Considerando que también no es seguro que la inserción de la mano en el interior de los bordes de sus piedras (que componen el Muro del Kótel Hamaärabí) sea equivalente halájicamente a haber ingresado completamente al área de Santidad (protegida por el Muro) del Har Habayit

Considerando que no es seguro tampoco que la altura a la que se encuentra el actual acceso al Kótel Hamaärabí sea equivalente a la Santidad que hay había en el área de acceso original (ubicado hoy en día en el subsuelo)

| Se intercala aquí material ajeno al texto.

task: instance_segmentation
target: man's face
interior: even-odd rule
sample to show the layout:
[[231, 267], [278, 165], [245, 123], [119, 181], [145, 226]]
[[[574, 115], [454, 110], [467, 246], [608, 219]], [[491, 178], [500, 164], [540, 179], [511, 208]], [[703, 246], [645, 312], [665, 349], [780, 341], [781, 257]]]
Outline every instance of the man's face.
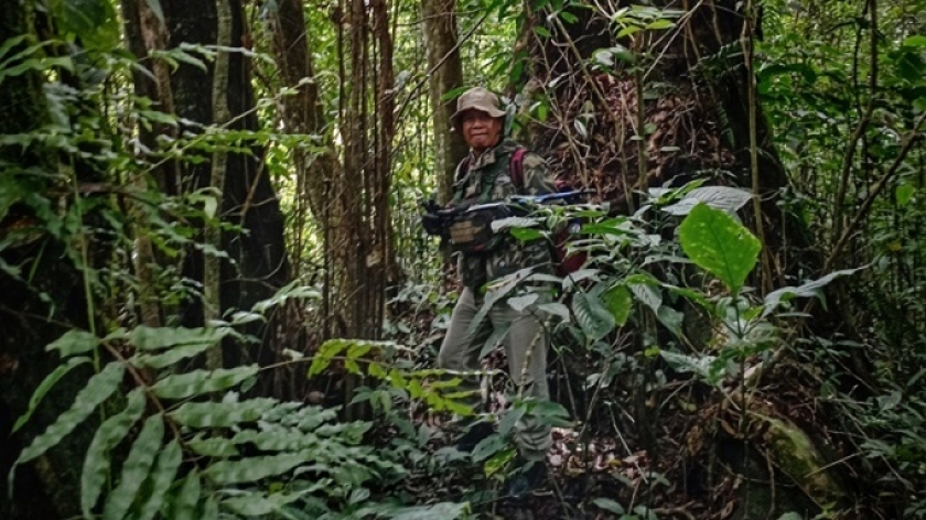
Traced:
[[463, 139], [476, 153], [498, 143], [502, 118], [494, 118], [482, 110], [470, 109], [460, 116]]

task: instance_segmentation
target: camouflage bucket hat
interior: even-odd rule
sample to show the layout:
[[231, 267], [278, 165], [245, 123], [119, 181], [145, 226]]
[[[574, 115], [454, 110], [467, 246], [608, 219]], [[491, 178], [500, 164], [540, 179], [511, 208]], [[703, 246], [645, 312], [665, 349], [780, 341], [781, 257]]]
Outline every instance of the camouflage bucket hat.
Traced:
[[460, 115], [466, 110], [480, 110], [494, 118], [505, 116], [505, 111], [502, 110], [500, 102], [498, 101], [498, 96], [483, 87], [471, 88], [456, 98], [456, 112], [450, 118], [450, 122], [454, 128], [459, 128]]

La conclusión es que, en un principio, está permitido y es legítimo (Meïkar Haddín) tocar, besar, abrazar, introducir las manos en las hendiduras, orificios, e incluso adentro de las ranuras y cavidades que se encuentran entre cada piedra y piedra del Kótel Hamaärabí.

No obstante, la persona deberá muy seriamente cuidarse no apoyar libros, o apoyar su cuerpo en dichas piedras para descansar o estar más cómodo. Con mucho más razón, no se deberá usar las piedras del Kótel como apoyador para los pies.

Aunque no haya estado incluido en el desarrollo de este tema, cabe acotar que sobre el tema de extraer piedras del Kótel Hamaärabí, que es un tema delicado, y la persona no debería extraerlas; con más razón no sacarlas del área a la que pertenece, y, con mucho más razón no llevárselas hacia las afueras de la Tierra de Yisrael.